In this day and age, a brand must be bold in order to grow. Remaining neutral on issues of equality and equity will eventually prove detrimental in an America that is becoming more diverse and a world that is becoming more connected. But how do you do this in an authentic way when your brand has never truly taken a stance on any issues that don’t directly impact its bottom line?
First, your company must identify a problem(s) even if it doesn’t affect you or your traditional target markets directly. You know what the problem is, but how is it going to be fixed? While there may be one simple solution, the complexity of implementing that solution is a real challenge. For instance, food insecurity affected nearly 25% of American households in 2020. If we’re strictly looking at the population under 18, that’s 13.9 million young people who aren’t getting enough to eat. The issue has e come to the forefront during the onset of the pandemic. There is no simple fix. However, there is an opportunity for businesses to step onto the right side of history.
While much philanthropy is done in relative silence, the work required to shift culture is not just about money but also about raising awareness.

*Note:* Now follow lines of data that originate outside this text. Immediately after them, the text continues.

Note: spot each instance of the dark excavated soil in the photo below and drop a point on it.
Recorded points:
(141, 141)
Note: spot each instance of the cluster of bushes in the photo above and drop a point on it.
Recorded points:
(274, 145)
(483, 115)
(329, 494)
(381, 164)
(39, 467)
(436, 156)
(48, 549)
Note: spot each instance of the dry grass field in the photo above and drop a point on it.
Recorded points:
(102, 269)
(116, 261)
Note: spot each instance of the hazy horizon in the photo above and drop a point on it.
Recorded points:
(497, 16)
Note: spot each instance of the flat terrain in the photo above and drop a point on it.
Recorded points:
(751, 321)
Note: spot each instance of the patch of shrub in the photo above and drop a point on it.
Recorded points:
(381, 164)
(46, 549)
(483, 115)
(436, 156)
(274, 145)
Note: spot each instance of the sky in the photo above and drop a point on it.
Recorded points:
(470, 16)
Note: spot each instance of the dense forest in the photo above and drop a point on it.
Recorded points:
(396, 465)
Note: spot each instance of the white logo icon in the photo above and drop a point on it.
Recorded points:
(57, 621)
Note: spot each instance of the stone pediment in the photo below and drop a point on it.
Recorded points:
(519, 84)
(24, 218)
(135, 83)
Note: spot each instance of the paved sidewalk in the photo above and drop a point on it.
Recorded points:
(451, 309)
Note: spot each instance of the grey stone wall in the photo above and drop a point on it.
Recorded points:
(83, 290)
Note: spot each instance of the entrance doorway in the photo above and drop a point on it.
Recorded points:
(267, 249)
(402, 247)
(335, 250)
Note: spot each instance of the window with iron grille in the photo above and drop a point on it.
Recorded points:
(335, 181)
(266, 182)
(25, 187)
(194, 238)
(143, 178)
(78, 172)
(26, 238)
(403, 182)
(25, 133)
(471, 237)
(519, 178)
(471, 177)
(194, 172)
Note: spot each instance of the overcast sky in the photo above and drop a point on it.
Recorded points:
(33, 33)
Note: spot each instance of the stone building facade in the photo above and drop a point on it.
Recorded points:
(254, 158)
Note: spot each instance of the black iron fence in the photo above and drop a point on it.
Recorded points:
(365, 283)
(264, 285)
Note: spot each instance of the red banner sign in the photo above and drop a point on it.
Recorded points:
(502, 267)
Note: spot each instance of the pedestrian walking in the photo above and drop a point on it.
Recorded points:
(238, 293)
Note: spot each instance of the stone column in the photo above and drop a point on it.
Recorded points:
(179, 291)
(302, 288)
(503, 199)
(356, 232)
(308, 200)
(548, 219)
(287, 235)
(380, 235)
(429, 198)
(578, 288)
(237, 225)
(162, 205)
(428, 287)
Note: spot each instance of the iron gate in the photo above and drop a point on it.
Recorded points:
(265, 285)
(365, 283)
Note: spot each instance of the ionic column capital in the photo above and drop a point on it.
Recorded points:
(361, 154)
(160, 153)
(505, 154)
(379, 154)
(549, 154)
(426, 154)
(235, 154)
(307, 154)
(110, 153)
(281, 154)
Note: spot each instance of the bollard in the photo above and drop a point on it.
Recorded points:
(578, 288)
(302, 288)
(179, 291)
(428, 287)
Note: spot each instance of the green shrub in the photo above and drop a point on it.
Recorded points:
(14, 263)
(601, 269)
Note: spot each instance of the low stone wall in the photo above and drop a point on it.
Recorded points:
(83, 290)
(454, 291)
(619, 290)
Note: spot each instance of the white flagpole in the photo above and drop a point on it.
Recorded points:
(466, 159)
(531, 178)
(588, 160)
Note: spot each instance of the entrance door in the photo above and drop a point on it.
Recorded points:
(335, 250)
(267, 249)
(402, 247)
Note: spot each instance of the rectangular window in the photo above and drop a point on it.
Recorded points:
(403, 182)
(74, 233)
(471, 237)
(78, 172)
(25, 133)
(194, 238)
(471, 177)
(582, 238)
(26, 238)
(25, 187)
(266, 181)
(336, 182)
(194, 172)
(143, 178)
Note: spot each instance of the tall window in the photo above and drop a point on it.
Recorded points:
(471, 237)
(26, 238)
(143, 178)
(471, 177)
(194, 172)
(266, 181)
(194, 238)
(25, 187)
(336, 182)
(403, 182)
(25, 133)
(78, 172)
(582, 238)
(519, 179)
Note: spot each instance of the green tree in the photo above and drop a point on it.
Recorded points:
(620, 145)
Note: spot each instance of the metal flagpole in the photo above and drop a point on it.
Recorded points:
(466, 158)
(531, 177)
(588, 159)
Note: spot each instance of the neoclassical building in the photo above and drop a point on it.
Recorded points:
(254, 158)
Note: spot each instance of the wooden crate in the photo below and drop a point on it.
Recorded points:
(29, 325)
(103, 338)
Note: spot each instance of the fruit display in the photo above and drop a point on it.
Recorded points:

Because businesses in America have a larger platform than most individuals, they can affect change on a greater scale. So, when Joe’s Local Cup-A-Joe has “75¢ of this cup goes to ___” printed on the cup sleeve, it raises awareness, starts conversations, and brings in business from those who want to support the cause.
The problem has been identified. The awareness has been brought. The support, pledged. What else is there to do? Follow through.
Since George Floyd was murdered in May of 2020, corporate America has pledged $50 million toward supporting racial justice. This money, of course, will not be dispersed all at once, but, in many cases, over the next decade, according to The Washington Post.
Additionally, many brands have worked to elevate Black and brown voices within their company, seemingly encouraging more authentic engagements that are not centered on making White people comfortable but, instead, truly seeking out diverse perspectives and people.
Today, as we imagine a better, more inclusive America, we expect the brands we support to have not only a financially philanthropic arm but a philanthropic arm with a lens specifically focused on creating a level playing field.
Our nation is maturing and, in order to evolve, you must lean into uncomfortable situations. Do it authentically and the return on your investment, while it might not be seen immediately, will be seen in that longevity comes with a supportive customer base.